Michigan was two-points away from covering the KenPom spread (79-61) in an otherwise routine performance. The Wolverines will have another tune up on Saturday evening against a Youngstown State team that’s rated similarly to Northern Kentucky before wrapping up the non-conference season against Bryant.
- Derrick Walton: Derrick Walton looked healthy and productive. He had 16 points on 5-of-10 (2-5 3pt) shooting with three rebounds in the win. He didn’t record an assist as he played more off the ball and let LeVert do more distributing, but his shooting and driving ability were both critical to Michigan’s offense. 3-of-5 shooting inside the arc and 5 free throw attempts were both welcome signs after the ankle injury. Walton is shooting over 60% from three this year and while those numbers will regress, his ability to hit the corner three creates a lot of space for others to work.
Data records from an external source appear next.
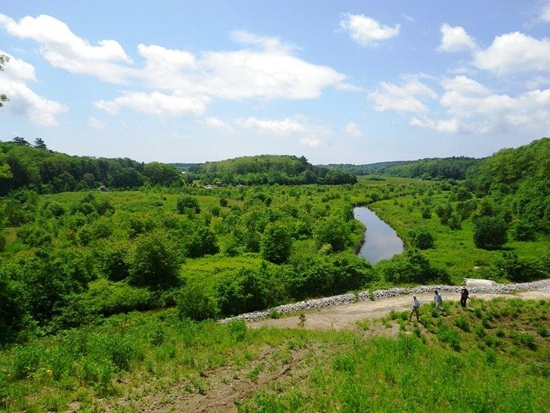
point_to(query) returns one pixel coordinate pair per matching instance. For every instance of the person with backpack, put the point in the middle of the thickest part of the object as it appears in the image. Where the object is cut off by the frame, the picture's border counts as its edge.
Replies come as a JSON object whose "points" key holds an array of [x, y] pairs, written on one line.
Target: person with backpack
{"points": [[438, 302], [415, 309], [464, 296]]}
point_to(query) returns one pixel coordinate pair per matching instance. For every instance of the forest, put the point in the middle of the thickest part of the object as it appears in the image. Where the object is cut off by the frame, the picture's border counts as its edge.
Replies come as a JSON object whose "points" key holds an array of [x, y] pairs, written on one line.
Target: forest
{"points": [[75, 258]]}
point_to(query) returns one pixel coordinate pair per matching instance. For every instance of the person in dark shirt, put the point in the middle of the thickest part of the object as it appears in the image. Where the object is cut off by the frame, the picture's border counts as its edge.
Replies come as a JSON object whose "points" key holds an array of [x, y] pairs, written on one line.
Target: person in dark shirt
{"points": [[464, 295]]}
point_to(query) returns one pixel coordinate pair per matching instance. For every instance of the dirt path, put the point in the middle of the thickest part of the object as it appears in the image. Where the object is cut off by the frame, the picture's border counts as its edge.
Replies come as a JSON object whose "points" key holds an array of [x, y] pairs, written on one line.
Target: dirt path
{"points": [[346, 316]]}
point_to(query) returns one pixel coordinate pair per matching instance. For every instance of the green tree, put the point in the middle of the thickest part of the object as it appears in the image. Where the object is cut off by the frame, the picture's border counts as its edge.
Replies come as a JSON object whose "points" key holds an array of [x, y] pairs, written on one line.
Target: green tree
{"points": [[422, 239], [187, 202], [490, 232], [154, 261], [333, 231], [3, 60], [276, 244], [40, 144], [196, 303]]}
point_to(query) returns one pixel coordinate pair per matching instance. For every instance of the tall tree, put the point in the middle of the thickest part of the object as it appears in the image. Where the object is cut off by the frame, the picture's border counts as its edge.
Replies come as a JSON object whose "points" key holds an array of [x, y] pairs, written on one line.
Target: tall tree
{"points": [[21, 141], [3, 60], [40, 144]]}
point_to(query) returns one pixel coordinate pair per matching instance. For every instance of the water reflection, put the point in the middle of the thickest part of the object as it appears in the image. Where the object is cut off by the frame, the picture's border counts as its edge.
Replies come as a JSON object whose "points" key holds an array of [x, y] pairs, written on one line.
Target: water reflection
{"points": [[381, 240]]}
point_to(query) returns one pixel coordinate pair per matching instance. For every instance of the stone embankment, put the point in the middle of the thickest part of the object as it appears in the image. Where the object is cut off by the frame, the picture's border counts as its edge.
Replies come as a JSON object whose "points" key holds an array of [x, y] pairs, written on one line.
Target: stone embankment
{"points": [[344, 299]]}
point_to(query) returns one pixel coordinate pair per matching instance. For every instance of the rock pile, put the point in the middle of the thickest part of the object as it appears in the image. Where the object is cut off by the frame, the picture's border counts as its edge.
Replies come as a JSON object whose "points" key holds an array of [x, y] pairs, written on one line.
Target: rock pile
{"points": [[344, 299]]}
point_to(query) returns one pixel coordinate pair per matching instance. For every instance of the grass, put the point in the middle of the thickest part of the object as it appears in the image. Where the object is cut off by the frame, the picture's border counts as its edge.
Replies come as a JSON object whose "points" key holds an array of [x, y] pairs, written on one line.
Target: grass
{"points": [[454, 249], [438, 364]]}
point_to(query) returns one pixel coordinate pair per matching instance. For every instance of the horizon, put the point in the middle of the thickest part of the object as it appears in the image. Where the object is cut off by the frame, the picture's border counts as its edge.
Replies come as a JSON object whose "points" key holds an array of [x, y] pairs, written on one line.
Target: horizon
{"points": [[360, 84]]}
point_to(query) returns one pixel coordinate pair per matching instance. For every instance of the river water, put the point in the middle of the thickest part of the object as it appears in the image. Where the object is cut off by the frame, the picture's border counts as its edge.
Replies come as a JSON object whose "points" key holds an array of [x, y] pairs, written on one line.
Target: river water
{"points": [[381, 240]]}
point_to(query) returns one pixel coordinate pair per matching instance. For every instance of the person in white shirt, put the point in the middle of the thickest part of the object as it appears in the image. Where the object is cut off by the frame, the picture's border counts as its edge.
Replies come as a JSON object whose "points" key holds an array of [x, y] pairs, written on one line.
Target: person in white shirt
{"points": [[438, 302], [416, 307]]}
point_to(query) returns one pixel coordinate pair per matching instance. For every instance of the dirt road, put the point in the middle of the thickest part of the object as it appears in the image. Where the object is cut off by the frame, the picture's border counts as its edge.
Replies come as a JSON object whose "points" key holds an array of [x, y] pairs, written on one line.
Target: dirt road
{"points": [[346, 316]]}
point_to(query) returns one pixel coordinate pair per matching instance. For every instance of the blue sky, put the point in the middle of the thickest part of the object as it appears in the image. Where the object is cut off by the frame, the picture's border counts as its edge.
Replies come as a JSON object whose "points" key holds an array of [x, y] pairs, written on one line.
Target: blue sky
{"points": [[338, 82]]}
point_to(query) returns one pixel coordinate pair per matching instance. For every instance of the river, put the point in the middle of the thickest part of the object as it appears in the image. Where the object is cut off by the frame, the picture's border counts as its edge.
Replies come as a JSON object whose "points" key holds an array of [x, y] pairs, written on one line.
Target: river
{"points": [[381, 240]]}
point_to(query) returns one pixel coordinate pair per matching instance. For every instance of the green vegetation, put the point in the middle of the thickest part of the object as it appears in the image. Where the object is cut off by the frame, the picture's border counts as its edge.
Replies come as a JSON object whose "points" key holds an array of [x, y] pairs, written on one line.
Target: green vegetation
{"points": [[435, 168], [490, 358], [265, 169]]}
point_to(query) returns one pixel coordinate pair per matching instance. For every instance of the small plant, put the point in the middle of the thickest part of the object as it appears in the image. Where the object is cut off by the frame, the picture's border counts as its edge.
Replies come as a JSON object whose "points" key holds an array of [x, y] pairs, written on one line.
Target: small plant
{"points": [[274, 314]]}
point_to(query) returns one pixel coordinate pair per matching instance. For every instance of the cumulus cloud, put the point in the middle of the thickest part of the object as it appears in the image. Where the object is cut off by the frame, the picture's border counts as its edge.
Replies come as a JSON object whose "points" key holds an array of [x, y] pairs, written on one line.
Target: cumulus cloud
{"points": [[406, 98], [474, 109], [63, 49], [96, 123], [23, 100], [545, 12], [297, 126], [154, 103], [353, 130], [215, 123], [514, 53], [366, 31], [455, 39], [262, 68]]}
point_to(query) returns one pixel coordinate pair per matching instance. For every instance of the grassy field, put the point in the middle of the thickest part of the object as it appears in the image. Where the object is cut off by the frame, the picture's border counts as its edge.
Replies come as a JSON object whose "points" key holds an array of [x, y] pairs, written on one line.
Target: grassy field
{"points": [[493, 357], [454, 249]]}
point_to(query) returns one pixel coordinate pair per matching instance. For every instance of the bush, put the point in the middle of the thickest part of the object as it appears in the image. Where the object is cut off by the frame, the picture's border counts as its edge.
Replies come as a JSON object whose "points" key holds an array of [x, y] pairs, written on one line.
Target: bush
{"points": [[201, 242], [489, 232], [276, 243], [333, 231], [415, 268], [187, 202], [154, 261], [422, 239], [195, 303], [515, 269], [523, 231]]}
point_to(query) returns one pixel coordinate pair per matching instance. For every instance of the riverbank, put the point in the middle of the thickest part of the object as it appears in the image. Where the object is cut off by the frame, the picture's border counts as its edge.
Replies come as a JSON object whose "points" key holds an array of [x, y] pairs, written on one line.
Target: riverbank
{"points": [[369, 296]]}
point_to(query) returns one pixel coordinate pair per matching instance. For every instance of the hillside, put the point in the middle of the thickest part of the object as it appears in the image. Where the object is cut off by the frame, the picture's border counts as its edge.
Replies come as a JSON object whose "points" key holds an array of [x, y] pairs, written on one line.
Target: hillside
{"points": [[431, 168], [38, 168], [268, 169]]}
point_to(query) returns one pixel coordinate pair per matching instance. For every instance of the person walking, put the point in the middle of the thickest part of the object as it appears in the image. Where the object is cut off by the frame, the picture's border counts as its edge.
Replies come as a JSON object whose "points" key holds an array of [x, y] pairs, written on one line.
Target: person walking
{"points": [[464, 296], [415, 309], [438, 302]]}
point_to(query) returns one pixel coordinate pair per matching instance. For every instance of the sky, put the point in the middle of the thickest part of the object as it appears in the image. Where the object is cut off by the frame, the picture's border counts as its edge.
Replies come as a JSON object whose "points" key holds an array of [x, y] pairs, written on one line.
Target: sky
{"points": [[337, 82]]}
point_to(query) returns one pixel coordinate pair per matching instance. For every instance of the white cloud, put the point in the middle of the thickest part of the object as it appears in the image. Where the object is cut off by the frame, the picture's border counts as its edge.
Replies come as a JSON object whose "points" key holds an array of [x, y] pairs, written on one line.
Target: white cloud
{"points": [[63, 49], [298, 126], [455, 39], [23, 100], [366, 31], [545, 12], [514, 53], [215, 123], [474, 109], [262, 68], [349, 87], [281, 127], [353, 130], [155, 103], [96, 123], [407, 98]]}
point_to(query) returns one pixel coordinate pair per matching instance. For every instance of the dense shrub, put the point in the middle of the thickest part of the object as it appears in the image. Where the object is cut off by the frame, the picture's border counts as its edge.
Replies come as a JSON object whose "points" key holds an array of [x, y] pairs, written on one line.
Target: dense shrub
{"points": [[154, 261], [333, 231], [490, 232], [415, 268], [422, 239], [196, 303], [188, 202], [276, 245], [515, 269]]}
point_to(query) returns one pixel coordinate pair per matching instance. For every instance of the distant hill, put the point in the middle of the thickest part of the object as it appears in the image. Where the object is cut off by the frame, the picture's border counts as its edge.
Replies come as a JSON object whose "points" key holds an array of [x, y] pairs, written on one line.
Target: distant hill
{"points": [[268, 169], [429, 168], [25, 166]]}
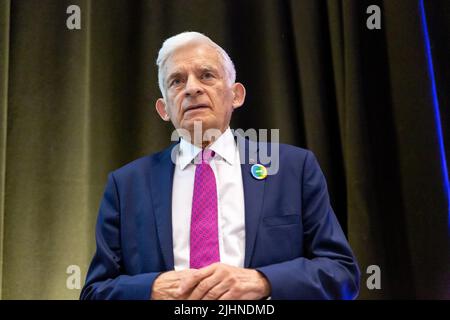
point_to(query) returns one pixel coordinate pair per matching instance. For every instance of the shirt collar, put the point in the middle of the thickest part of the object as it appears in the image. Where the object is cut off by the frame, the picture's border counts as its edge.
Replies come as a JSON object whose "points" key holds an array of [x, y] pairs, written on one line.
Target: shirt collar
{"points": [[224, 147]]}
- Caris LeVert: LeVert set the tone from the opening tip with a transition layup and a pair of assists. From there he took on a facilitator role and eventually racked up a triple double. He got the big men involved in the pick-and-roll game and assisted three of Robinson’s six triples on the night. A triple-double is by definition a complete game and while LeVert could have played better defense that can probably be said about anyone on the roster.
- Duncan Robinson: Robinson made 6-of-7 threes in the first half and changed the game with his shooting ability. Michigan’s defense was bad for much of the first half, but it is almost impossible to keep up when Robinson is shooting the ball like that (he also threw a few nice passes). He’s leading the country in effective field goal percentage (86%) and is now shooting 62% from three-point range — meaning an average three-point attempt is worth 1.86 points per shot. He only had one shot attempt in the second half and struggled to get touches, which opened everything up for Walton and LeVert to attack in the second half. Coincidentally, all of Robinson’s makes tonight were in almost the same spot.
- Zak Irvin: This was only the second game of Zak Irvin’s career where he didn’t attempt a three-point shot. On the other hand, he was 5-of-8 on twos (an equal mix of nice drives to the hoop and 17-foot pull-up jumpers). He’s improved almost every element of his game other than shooting and if he can regain his perimeter stroke this offense has the potential to be special.
- Ricky Doyle: Doyle had 9 points and five boards in the win, but he left easily half a dozen points on the board by failing to finish drop offs around the rim. He struggled at times against Jalen Billups’ quickness, but he also had a few good stops defensively.
- Mark Donnal: Donnal came in during the first half and recorded a personal 7-0 run. There wasn’t much to most of his offense other than catching drop-off passes, but it was nice to see him put together a solid performance. He finished with 11 points on 5-of-6 shooting, two boards and an assist in 14 minutes.
- Moritz Wagner: Wagner came in the first half and played three minutes before he was replaced by Donnal. Donnal proceeded to play one of his best games and Wagner didn’t see the floor again. It was the fifth game in a row that Wagner has struggled or played sparingly after his tremendous performances in the Bahamas. Wagner will get his chances, but it’s clear that Beilein is comfortable sticking with the hot-hand at the five position and Donnal earned the additional time with his first half play.
- Aubrey Dawkins: Duncan Robinson is the starting wing and Aubrey Dawkins played the four minutes to prove it. This isn’t a 50-50 split anymore and if Robinson keeps shooting like this it is going to stay that way.
- Kameron Chatman: Chatman didn’t earn the chance to build off of his nice spurt last time out as he didn’t check in until the final minutes of the 77-62 win and missed his only three-point attempt.